Lei ha avuto un papà che si recava a raccogliere i prodotti dell’orto fino all’età di 95 anni, un esempio di amore per la terra e per la natura. Cosa è rimasto oggi della cultura contadina?
La cultura contadina – di cui il dialetto, mia lingua madre, è stato e rimane veicolo esclusivo – è stata una cultura dell’osservazione dei fenomeni naturali: una cultura che si sta completamente perdendo non solo perché i giovani vanno a studiare all’estero, e il più delle volte non tornano ma anche quando questo succede, quasi mai integrano le nuove conoscenze con quelle antiche dei loro avi.
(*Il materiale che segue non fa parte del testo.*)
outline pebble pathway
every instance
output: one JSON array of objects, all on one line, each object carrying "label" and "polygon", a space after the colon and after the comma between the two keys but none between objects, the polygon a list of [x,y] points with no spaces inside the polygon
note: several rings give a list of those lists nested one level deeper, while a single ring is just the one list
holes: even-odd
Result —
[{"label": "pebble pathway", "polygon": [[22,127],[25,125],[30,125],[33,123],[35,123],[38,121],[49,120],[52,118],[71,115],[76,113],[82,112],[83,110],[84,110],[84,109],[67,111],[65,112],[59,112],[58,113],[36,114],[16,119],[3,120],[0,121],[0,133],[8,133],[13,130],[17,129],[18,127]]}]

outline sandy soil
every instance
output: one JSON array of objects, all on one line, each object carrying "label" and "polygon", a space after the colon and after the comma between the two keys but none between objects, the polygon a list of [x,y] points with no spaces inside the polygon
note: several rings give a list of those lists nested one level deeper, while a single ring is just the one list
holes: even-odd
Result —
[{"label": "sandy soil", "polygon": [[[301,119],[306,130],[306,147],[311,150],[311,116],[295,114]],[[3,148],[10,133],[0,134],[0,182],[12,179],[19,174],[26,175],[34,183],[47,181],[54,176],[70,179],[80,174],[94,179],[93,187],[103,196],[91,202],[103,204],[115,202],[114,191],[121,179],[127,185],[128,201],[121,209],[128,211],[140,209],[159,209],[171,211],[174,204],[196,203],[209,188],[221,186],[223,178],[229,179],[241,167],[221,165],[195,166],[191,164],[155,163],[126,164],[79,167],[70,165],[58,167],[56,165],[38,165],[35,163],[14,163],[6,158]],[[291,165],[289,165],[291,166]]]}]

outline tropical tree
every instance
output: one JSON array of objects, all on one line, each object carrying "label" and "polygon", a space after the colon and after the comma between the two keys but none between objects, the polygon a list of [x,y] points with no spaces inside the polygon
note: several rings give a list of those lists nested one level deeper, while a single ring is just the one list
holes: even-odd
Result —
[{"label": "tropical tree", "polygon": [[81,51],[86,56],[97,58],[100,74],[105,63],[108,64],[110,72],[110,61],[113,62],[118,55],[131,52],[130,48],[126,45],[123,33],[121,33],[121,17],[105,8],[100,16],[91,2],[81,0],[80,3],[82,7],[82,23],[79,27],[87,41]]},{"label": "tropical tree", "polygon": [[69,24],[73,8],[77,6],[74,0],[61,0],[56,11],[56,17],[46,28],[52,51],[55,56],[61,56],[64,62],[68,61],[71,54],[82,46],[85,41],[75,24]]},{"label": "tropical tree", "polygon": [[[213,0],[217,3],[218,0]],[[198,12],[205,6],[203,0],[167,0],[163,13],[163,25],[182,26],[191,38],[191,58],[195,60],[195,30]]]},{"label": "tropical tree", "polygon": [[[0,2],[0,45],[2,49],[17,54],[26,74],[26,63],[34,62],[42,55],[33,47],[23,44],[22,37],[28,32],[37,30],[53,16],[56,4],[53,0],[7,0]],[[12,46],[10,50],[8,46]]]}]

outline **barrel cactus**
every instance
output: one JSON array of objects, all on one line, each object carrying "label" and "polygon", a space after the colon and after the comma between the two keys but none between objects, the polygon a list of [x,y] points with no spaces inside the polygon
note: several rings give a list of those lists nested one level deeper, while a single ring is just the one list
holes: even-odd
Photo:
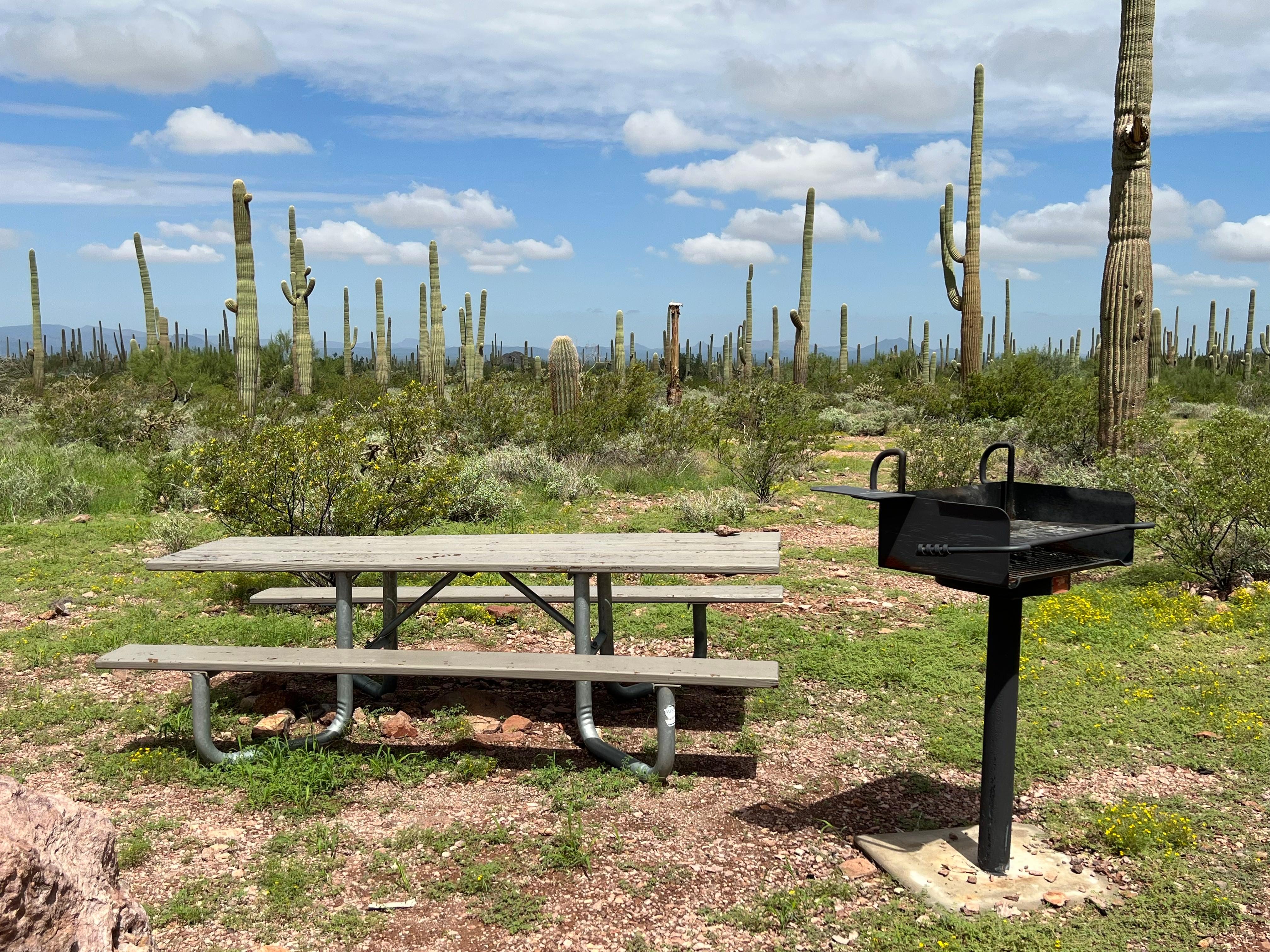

Mi è rimasta impressa nella mente una frase di un giovane contadino di Teggiano che, avvicinatosi al feretro di mio padre, lo baciò sulla fronte e, in dialetto teggianese, disse: “E adesso chi mi dirà quando è il momento della semina?”.
C’è un tempo per seminare e uno per raccogliere, i nostri avi lo sapevano bene, ma soprattutto ci deve essere il tempo per la riscoperta e la memoria di ciò che il dialetto, in quanto lingua antica, può, ancora, insegnarci.